The until keyword is part of the POSIX.2 shell specification, which does not include any sort of timeout functionality. It could be implemented in bash, but it would not be portable to other shells (Debian dash being the main concern).

This is the reason that it is implemented as a separate utility.

Search for "The until loop" below to see the specification.

https://pubs.opengroup.org/onlinepubs/9699919799/utilities/V...

PeterWhittaker · 2d ago
I tend to do something like this.
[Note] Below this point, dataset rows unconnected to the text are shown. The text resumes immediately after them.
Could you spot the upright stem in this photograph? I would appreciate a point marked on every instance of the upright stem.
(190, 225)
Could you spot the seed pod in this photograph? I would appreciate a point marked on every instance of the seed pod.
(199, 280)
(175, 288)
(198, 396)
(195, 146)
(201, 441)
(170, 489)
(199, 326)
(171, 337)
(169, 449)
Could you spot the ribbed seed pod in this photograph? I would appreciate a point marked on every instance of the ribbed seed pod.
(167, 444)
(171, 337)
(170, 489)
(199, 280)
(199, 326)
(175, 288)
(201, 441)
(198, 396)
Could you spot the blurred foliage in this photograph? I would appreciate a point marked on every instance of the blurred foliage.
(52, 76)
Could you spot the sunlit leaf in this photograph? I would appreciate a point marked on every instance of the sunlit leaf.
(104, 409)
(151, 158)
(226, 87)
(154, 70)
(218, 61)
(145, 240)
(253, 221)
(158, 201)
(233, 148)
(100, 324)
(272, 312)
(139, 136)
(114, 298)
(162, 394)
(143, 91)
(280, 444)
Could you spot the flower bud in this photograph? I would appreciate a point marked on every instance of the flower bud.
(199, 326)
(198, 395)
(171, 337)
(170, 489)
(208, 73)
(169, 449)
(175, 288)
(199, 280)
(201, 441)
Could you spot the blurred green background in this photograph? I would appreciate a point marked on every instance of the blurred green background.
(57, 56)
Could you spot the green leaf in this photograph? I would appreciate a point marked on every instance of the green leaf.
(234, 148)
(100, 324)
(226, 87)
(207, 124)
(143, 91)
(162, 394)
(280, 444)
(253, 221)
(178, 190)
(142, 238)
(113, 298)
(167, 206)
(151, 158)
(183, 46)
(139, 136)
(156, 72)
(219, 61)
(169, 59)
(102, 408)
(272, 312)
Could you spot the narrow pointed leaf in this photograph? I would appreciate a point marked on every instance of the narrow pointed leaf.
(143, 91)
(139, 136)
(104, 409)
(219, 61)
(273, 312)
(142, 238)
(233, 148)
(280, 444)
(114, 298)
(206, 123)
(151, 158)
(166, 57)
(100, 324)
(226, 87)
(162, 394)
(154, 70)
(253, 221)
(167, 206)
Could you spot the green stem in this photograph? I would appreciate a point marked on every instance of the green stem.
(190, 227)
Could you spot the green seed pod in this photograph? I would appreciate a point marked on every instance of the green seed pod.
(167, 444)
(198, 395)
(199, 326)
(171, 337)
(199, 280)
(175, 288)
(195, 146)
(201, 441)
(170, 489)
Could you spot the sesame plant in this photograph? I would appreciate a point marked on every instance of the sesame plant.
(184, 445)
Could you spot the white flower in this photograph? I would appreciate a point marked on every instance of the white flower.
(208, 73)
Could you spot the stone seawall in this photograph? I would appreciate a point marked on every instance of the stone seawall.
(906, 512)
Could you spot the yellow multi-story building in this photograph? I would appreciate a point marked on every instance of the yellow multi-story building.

Normally, I wouldn't include the extra jobs calls and extra echo calls, these are just to show what is happening.

  #!/usr/bin/env bash
  
  runUntilDoneOrTimeout () {
      local -i timeout=0
      OPTIND=1
      while getopts "t:" opt; do
          case $opt in
              t) timeout=$OPTARG;;
          esac
      done
      shift $((OPTIND - 1))
      runCommand="$*"
      $runCommand &
      runPID=$!
      echo checking jobs
      jobs # just to prove there are some
      echo job check complete
      while jobs %- >& /dev/null && ((timeout > 0)); do
          echo "waiting for $runCommand for $timeout seconds"
          sleep 1
          ((timeout--))
      done
      if (( timeout == 0 )); then
          echo "$runCommand timed out"
          kill -9 $runPID
          wait $runPID
      else
          echo "$runCommand completed"
      fi
      echo checking jobs
      jobs # just to prove there are none
      echo job check complete
  }
  
  declare -i timeopt=10
  declare -i sleepopt=100
  OPTIND=1
  while getopts "t:s:" opt; do
      case $opt in
          t) timeopt=$OPTARG;;
          s) sleepopt=$OPTARG;;
      esac
  done
  shift $((OPTIND - 1))
  runUntilDoneOrTimeout -t $timeopt sleep $sleepopt
oso2k · 1d ago
Another fun way to test connectivity in pure bash (need a revision from the past 15 years) is

   timeout 5 bash -c 'cat < /dev/null > /dev/tcp/google.com/80'

Replace google.com and port 80 with your web or tcp server (ssh too!). The command will error/time out if there isn’t a server listening or you have some firewall/proxy in the way.
halJordan · 1d ago
Timeout is an external program to bash
arjie · 1d ago
A friend recently showed me https://google.github.io/zx/api and it's actually quite enjoyable to use. Very close to a shell and LLMs know it quite well.
jiehong · 1d ago
This reminds me of bun with its shell api for JavaScript [0].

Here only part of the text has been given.